Many residents said Sammut’s absence from the meeting seemed like a silencing of their voices.

Ramona Gorsky, who lives on McCullogh Drive, said she voted for Sammut.

“We elected him, we wanted him to speak for us, and by not putting him up there with everyone else, you negated my vote and I resent that,” Gorsky said.

This evoked loud applause and a “hear, hear” from the crowd. Alls clarified Sammut made the decision to recuse himself due to a conflict of interest.

Many residents who spoke out at the meeting said they felt the town was turning away from its small-town charm.

“We pay the taxes here, we live here, we came here because we were promised a certain quality of life and you take that extremely lightly, and I’ve got a real problem with that,” said Gorsky.

Resident Dave Ingham said, “We pay an awful lot of taxes in this community and it seems every time you turn around we’re fighting to try and maintain a lifestyle we have bought into here.”

As a direct neighbour to the northward expansion of the pit, Caitlin Wilson raised her objections.

“I was not aware that I was going to have a pit literally in my backyard,” she said, adding she moved in at the end of 2015. “How are you going to guarantee that this isn’t going to ruin my quality of life?”

The last resident to speak, Wendy Kulhay, said she objects to the pollution that could be caused by HCS pit.

“We, the citizens of Erin, have the legal right to enjoy our land without invasion or interference, not just from HCS, but from anyone,” she said, encouraging landowners to fight for their rights.

Nearly 30 residents spoke out against the pit’s extension, raising concerns about:

– the number of gravel pits in the area;

– not being notified about the pit’s public meeting and licence application;

– the money/product the town would receive from the 10th Line closure;

– dust and pollution to the air and water;

– drainage to adjacent properties and the Credit River;

– environmental spills;

– truck traffic over a single-lane 10th Line bridge;

– toxins released due to the recycling of asphalt and aggregate;

– children’s safety due to truck traffic;

– trucks not obeying the speed limit;

– effectiveness of berms to control noise and dust; and

– what could grow on the land following rehabilitation.

Resident Roy Val suggested forming an ad hoc committee between residents and HCS to recommend acceptable terms of agreement prior to council voting.

“At the end of the day, (HCS) will be the largest pit in our municipality … and that isn’t cool,” said Sharon Cranstone.

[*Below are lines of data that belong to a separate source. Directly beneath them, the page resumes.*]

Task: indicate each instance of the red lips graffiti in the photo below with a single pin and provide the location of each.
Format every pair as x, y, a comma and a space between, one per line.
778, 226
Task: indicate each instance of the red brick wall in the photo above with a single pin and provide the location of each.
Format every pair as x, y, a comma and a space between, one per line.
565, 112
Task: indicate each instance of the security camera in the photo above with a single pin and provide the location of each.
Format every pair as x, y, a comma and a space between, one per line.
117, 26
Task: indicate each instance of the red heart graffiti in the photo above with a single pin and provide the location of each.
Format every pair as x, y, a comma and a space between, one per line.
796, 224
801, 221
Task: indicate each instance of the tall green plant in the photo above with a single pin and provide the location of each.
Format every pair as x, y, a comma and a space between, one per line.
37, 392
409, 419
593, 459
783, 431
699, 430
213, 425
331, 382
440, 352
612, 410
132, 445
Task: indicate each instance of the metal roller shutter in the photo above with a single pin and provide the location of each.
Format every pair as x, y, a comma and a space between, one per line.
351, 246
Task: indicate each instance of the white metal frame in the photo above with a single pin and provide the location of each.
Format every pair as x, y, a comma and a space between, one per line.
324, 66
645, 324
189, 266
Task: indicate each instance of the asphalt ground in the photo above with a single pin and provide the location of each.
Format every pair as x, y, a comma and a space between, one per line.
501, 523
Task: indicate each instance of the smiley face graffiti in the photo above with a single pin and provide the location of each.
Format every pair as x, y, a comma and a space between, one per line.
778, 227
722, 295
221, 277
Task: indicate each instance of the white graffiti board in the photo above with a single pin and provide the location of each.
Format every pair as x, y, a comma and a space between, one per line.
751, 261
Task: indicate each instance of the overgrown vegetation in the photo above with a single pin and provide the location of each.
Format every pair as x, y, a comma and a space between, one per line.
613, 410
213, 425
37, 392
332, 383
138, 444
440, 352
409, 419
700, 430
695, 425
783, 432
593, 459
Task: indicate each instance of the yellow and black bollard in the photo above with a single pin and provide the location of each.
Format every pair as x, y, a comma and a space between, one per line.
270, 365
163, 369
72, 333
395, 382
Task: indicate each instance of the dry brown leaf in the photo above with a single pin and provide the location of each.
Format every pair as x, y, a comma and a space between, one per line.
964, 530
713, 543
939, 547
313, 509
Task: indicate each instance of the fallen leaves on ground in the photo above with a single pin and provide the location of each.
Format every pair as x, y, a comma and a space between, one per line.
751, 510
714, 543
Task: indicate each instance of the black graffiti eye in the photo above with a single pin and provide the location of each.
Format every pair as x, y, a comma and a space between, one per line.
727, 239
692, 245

Alls said council has not made any decisions on the matter, and will not until proper procedures have been followed.

“Do we want a gravel pit? Nobody’s saying that we do or don’t want one,” he said.

Comments from the public meeting will be collected and officials are urging residents to send in written comments to the town office.

The planning recommendation from the county will be provided to council at a later date.